Jospin, je ne le déteste pas. C'est un parfait honnête homme. Ils sont parfois désespérants, tristes, ces parfaits honnêtes hommes. J'ai envie de lui demander: "Qu'auriez-vous pensé de François Mitterrand s'il avait renoncé à la vie politique après avoir été battu par de Gaulle en 1965?" C'est tout. Je trouve que c'est un manque de courage, de conviction, d'ambition, d'abandonner le bateau quand il coule. C'est faire peu cas de son engagement personnel et même de ses opinions politiques, pour le peuple, pour les électeurs, pour la gauche, pour son parti. Renoncer à la vie politique sous prétexte de cette baffe est presque méprisable. Mais je ne suis pas rancunier. Tout le monde a le droit à l'erreur.
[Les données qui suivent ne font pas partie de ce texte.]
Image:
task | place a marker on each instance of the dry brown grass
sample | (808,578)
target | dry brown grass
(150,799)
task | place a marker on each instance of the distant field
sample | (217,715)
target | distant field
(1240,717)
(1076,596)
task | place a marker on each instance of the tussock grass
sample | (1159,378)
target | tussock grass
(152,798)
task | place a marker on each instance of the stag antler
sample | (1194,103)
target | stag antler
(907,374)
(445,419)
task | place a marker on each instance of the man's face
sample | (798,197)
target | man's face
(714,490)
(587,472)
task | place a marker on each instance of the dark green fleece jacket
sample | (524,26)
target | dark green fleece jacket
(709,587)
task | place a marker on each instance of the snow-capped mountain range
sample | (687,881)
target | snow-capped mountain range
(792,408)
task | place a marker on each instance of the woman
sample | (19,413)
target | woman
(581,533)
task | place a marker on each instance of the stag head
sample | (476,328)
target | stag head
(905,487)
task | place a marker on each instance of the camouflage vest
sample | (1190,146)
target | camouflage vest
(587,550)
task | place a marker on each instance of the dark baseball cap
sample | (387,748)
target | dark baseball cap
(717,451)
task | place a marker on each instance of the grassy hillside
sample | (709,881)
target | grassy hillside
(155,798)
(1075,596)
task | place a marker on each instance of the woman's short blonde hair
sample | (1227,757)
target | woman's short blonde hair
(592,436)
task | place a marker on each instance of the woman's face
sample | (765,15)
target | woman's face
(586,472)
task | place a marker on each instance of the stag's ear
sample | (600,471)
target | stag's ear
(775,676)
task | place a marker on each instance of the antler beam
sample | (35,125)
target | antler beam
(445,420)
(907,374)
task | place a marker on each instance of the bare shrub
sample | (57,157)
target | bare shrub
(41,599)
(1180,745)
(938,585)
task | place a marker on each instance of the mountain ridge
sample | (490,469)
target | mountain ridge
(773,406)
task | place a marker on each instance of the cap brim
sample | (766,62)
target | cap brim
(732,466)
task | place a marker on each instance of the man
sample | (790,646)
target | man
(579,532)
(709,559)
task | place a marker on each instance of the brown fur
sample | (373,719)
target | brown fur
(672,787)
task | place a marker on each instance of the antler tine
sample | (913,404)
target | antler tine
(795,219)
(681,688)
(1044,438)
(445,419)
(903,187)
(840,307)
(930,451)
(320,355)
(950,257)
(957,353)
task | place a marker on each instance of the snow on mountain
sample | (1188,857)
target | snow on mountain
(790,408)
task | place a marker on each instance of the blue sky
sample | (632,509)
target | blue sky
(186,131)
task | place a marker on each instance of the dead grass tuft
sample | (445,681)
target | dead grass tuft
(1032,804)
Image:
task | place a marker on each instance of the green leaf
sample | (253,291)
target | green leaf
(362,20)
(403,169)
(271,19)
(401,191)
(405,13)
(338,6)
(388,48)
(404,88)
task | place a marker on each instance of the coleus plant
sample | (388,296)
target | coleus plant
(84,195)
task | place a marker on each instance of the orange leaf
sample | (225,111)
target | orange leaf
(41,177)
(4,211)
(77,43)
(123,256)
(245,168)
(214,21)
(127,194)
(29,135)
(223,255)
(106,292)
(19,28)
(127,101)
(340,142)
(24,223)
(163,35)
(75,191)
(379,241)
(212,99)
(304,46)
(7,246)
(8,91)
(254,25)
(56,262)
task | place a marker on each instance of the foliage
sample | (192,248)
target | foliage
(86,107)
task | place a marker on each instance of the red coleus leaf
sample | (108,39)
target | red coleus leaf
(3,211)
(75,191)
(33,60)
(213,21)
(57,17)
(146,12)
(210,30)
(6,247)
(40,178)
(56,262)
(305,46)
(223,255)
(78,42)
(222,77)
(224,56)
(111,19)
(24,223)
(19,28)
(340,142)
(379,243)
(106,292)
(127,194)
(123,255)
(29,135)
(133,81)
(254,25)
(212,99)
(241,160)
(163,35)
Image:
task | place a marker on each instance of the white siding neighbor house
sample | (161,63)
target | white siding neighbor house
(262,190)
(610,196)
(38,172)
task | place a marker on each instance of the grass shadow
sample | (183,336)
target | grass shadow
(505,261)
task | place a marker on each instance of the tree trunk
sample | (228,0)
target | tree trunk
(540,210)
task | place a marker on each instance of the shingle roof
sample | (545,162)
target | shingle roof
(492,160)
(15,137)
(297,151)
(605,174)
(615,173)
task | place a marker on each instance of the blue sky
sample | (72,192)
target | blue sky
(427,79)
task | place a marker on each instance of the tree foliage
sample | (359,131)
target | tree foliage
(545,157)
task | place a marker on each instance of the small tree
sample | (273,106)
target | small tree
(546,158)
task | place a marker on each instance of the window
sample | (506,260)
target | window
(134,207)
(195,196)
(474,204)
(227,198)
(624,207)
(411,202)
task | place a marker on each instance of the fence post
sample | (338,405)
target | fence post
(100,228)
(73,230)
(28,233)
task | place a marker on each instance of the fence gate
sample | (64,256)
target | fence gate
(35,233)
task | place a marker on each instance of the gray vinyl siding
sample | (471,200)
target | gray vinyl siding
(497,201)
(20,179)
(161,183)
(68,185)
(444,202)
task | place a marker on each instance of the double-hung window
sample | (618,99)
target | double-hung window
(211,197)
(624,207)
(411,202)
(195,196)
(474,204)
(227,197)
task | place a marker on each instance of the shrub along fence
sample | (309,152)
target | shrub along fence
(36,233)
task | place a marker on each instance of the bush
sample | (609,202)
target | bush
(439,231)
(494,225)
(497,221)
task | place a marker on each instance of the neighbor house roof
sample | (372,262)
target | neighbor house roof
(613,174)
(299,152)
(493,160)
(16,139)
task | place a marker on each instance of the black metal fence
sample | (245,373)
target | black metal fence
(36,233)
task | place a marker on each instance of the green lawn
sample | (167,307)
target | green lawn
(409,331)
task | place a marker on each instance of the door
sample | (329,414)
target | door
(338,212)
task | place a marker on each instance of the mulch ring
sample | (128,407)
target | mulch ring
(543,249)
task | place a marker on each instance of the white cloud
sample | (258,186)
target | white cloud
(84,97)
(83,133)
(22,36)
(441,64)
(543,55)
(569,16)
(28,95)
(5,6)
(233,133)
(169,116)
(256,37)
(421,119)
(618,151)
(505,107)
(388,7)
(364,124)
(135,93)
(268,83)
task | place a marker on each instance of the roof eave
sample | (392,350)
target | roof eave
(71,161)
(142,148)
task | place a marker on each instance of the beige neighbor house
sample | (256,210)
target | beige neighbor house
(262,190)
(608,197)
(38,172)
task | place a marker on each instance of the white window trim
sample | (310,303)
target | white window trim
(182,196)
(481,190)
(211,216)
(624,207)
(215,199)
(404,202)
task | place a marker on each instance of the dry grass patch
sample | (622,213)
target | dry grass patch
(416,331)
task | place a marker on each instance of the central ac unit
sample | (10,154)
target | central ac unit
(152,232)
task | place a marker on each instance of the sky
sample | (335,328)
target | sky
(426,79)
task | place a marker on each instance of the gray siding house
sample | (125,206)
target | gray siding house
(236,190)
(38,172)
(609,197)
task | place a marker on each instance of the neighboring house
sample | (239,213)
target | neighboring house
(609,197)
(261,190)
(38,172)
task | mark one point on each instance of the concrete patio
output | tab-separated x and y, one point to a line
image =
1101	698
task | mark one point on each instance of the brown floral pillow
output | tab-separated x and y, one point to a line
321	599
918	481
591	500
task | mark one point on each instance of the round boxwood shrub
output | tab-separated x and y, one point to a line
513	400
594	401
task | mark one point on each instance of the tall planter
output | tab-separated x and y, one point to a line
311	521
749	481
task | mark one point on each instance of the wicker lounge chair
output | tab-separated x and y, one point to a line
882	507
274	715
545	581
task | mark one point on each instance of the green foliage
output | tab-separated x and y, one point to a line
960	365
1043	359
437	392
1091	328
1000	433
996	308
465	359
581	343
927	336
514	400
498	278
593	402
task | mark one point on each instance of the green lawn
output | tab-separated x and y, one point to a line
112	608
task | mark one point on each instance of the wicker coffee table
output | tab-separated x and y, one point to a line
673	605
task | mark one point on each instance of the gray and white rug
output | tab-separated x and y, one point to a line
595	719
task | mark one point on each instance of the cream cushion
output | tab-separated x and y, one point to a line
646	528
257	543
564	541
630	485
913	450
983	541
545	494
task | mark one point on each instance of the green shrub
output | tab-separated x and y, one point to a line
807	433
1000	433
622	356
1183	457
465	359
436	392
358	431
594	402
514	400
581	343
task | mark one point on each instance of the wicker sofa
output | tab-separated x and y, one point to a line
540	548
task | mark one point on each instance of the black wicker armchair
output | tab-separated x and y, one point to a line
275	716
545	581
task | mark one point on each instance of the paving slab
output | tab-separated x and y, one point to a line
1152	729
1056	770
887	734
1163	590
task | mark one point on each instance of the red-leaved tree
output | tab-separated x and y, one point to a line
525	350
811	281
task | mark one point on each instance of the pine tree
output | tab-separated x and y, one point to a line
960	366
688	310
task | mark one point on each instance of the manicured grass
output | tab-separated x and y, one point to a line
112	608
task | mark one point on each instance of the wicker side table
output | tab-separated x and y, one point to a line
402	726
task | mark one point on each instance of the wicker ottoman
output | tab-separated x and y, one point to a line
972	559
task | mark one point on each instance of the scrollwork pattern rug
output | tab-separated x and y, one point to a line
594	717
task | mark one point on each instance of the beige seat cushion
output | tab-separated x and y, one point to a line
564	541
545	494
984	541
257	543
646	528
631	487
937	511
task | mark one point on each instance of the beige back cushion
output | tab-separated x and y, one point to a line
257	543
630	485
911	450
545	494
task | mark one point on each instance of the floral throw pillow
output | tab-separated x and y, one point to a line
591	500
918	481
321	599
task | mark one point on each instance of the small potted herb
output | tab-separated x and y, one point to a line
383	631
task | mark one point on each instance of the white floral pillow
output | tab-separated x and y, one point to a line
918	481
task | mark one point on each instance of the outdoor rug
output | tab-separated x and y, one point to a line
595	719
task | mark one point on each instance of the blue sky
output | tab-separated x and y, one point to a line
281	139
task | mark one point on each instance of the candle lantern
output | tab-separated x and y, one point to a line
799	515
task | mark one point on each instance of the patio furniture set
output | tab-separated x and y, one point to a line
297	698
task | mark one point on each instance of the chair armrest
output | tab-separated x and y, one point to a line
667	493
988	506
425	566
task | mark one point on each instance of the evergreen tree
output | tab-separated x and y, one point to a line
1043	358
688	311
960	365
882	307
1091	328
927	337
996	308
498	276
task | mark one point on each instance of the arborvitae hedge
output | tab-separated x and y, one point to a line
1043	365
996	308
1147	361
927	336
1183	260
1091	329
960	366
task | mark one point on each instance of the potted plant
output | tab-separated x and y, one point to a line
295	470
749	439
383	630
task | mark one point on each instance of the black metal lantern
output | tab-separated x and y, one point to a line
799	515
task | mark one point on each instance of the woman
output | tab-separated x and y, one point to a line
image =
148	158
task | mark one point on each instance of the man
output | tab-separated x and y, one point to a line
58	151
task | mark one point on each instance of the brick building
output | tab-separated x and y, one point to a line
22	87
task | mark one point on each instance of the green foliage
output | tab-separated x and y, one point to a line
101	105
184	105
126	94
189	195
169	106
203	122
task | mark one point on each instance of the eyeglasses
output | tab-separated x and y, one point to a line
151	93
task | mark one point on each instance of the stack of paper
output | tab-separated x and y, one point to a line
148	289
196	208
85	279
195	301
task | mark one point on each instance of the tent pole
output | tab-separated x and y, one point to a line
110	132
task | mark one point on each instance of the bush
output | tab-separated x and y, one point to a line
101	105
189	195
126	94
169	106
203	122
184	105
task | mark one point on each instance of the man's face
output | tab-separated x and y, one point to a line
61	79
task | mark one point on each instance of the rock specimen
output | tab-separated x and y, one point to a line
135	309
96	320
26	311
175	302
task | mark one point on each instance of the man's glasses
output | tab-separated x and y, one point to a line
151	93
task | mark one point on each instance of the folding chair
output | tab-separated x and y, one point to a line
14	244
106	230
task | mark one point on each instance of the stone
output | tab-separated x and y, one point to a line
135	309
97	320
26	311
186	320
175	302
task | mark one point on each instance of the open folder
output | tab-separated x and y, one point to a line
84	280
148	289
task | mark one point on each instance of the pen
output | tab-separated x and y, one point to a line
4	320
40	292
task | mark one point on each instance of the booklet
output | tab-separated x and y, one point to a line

Et Jospin me séduit quand même infiniment plus que la Dame poitevine avec ses propositions qui flirtent avec la droite, ses propos sur le traitement de la délinquance et des jeunes à l'armée, sa phrase ridicule et honteuse de soutien à Zidane pour son coup de boule... "Il a eu raison de défendre l'honneur de sa mère et de sa soeur." Là, on frise la démagogie la plus basse, c'est plus les valeurs morales de Jean Jaurès ou de Léon Blum qu'elle défend, c'est celles de la cosa nostra ou des maffieux corses! Finalement, je vais peut-être appliquer mes bons vieux slogans anarchistes: "Voter bien, voter rien pour ne jamais donner le pouvoir à quelqu'un qui le demande."